Enquanto escrevo esse texto, penso que a trabalheira do processo é insignificante perto da aflição que tenho ao imaginar em não ter tido a oportunidade de viver tudo isso. Fico pensando nas “Camilas” que não têm uma “Katia” para incentivar e apoiar. Quantos de nós deixamos de usar nossa multipotencialidade e de ser quem somos, pensando que para sermos cientistas temos que fazê-lo pelo método “tradicional”?


Se vamos ganhar o concurso? Não sei...


Mas o que eu e toda a equipe do Projeto Água Viva** temos certeza é que somos muito melhores desde que tudo começou.


Todos nós precisamos do oceano e o oceano precisa urgentemente de nós! Precisamos cada vez mais compartilhar os problemas e as soluções, sejam através de artigos científicos, resgatando a velha e boa união entre a arte e a ciência ou nos permitindo descobrir novas maneiras.



*Se você ainda não viu o vídeo para o dance a sua tese, lá no meu canal do Youtube, corre lá!

**Projeto Água Viva: É um projeto de extensão universitária da Universidade do Vale do Itajaí – UNIVALI, que executa o espetáculo em suas intervenções.

 

Referências ou sugestões de leitura:


MORAES, Maria Cândida; LATORRE, Saturnino de. 2004. Sentipensar: Fundamentos e estratégias para reencantar na educação. 2. ed. S.n: Vozes.


MARIN, Camila Burigo; KUROSHIMA, Katia Naomi. 2020. Da Ciência à Arte: Onda de Desperdício – Os Perigos Visíveis e Invisíveis do Lixo no Mar. O meio ambiente e a interface dos sistemas social e natural. Vol 2: 11p. DOI: 10.22533/at.ed.78420100822

 

Sobre a autora:


Camila é um ser inquieto que desde cedo ouviu o chamado do mar. Fugia de casa para mergulhar e se aventurar na praia.
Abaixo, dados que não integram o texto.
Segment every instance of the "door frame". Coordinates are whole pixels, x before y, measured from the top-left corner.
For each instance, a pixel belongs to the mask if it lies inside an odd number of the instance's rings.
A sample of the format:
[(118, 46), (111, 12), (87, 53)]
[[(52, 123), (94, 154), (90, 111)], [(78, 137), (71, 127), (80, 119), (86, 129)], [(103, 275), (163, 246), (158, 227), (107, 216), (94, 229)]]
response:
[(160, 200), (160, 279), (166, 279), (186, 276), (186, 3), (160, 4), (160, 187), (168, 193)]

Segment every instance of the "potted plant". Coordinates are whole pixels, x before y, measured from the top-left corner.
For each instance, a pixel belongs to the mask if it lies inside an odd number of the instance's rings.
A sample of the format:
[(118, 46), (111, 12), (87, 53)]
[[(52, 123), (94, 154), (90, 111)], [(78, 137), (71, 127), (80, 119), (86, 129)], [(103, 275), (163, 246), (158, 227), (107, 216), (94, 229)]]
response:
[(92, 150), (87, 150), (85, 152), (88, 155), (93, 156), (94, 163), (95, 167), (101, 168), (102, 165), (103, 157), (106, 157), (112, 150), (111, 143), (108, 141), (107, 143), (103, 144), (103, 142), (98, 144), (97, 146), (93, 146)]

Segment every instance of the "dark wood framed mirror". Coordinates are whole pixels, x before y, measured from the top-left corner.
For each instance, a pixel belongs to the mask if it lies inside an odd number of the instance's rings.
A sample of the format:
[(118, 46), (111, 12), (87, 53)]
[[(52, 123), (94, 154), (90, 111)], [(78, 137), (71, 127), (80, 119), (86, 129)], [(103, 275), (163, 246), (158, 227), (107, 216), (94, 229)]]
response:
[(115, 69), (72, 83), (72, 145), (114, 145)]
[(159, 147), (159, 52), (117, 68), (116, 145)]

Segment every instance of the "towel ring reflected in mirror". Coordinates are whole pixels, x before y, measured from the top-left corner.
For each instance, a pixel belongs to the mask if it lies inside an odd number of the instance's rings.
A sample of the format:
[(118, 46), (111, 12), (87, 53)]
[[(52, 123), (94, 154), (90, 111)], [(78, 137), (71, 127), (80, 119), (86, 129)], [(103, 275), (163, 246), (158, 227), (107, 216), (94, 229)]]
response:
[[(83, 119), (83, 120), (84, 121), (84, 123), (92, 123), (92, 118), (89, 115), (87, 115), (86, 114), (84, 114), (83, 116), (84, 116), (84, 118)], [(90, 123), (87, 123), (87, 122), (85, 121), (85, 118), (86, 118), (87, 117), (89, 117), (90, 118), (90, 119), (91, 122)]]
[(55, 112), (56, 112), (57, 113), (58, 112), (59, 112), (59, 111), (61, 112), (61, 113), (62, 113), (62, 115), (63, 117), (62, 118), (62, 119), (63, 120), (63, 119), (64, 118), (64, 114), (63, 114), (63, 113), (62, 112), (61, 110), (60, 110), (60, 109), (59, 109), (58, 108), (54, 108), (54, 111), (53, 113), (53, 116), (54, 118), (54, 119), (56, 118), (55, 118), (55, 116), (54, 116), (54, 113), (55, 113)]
Entre a curiosidade científica e a expressão através da arte da dança, cresceu querendo ser cientista do mar e bailarina. Estuda danças desde os 4 anos de idade. Aprendeu sobre os primeiros fenômenos oceanográficos através da observação e da curiosidade sobre o mar, o que foi fundamental em todo o seu processo de aprendizado, desenvolvendo competências de socialização, leitura e investigação para conseguir entender o que era que tinha visto no mar.


Em um momento da vida, Camila teve que escolher entre a ciência e a arte. Seguiu o desejo de conhecer mais sobre o mar na carreira como Oceanógrafa, mas ainda na faculdade se sentiu incompleta e retomou seus estudos de dança. Hoje mestra em Oceanografia Física, Química e Geológica, Especialista em Projetos Sustentáveis e Doutora em Ciência e Tecnologia Ambiental, atua como pesquisadora, professora e extensionista. Quando as palavras, gráficos e fotos já não eram mais suficientes para expressar e compartilhar tudo aquilo que via acontecendo no mar, decidiu que estava na hora de usar o seu corpo dançante para se conectar com as pessoas e chamá-las para realidade.